A sizable population of Salvadorans resides in the Washington, D.C. area – approximately 40 miles south of this city -- and many are expected to attend the game to cheer their heroes on. The team delegation is welcoming the support.
"It helps us play harder," El Salvador head coach Agustin Castillo said after training at the University of Maryland-Baltimore County on Friday. "It's a pressure, but it's a favorable pressure. I know how to manage that. It helps more than it hurts."
Defender Victor Turcios said he was looking forward to the backing from the stands in what is a foreign land for him and his teammates.
"There's going to be a large number of Salvadorans," he said. "We know there's going to be a lot of fans from both sides.
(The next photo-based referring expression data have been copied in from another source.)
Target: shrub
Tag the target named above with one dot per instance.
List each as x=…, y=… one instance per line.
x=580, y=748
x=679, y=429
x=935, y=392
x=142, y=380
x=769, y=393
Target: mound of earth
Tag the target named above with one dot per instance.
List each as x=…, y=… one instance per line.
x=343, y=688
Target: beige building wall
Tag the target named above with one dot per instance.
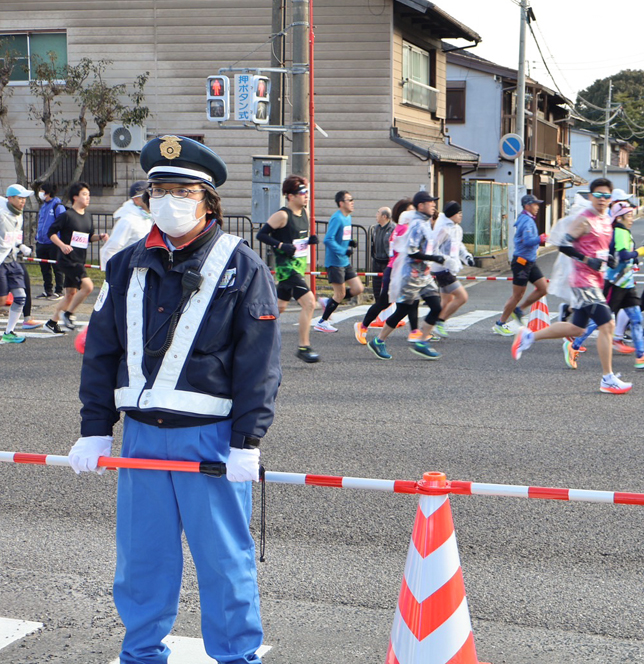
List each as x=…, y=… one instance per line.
x=180, y=44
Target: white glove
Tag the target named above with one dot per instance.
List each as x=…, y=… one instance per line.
x=83, y=457
x=242, y=465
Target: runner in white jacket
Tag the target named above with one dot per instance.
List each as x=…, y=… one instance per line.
x=448, y=241
x=132, y=222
But we believe our fans are going to motivate us to get the positive result we are looking for."
Castillo, whose team was one of two third-place wildcard teams after finishing with a 1-1-1 record, is ready to take on the undefeated U.S. (3-0-0).
"The confidence has grown throughout the tournament," he said. "The other games have been really good technical football. Fundamentally, we are a very young team with a lot of ambition."
The Salvadorans started their Group B competition with a 2-2 draw with Trinidad & Tobago, before dropping a 1-1 decision to group champion Honduras and rebounding with a 1-0 win over Haiti to clinch a wild-card spot.
"In the first two games we didn't get the results we wanted, but in the third game we got the win," Turcios said. "It gave us a pass, a pass to get to the quarterfinals. That meditated us a lot and we're going to work hard to get that result for Sunday's game."
Another factor the Salvadoran felt will be in their corner will be the heat expected that day. Weather forecasts have temperatures in the 90s.
"It's going to affect the entire game," Castillo said. "It's going to make it un-dynamic sometimes. But in El Salvador we're used to this heat. But it does take away some of the rhythm of the game. I would have liked to have played later in the day."
Castillo added that the conditions would affect tactics "because a player will get obviously run down quicker. When players get worn down in the sun, it not only affects technical, but their physical."
The Salvadorans on Friday trained in temperatures that soared as high as 99 degrees.
"It's going to help us, it's going to benefit us because we're used to this heat," Turcios said. "Today this is our weather in El Salvador. So at the end of the day we're going to be the benefactors of this climate."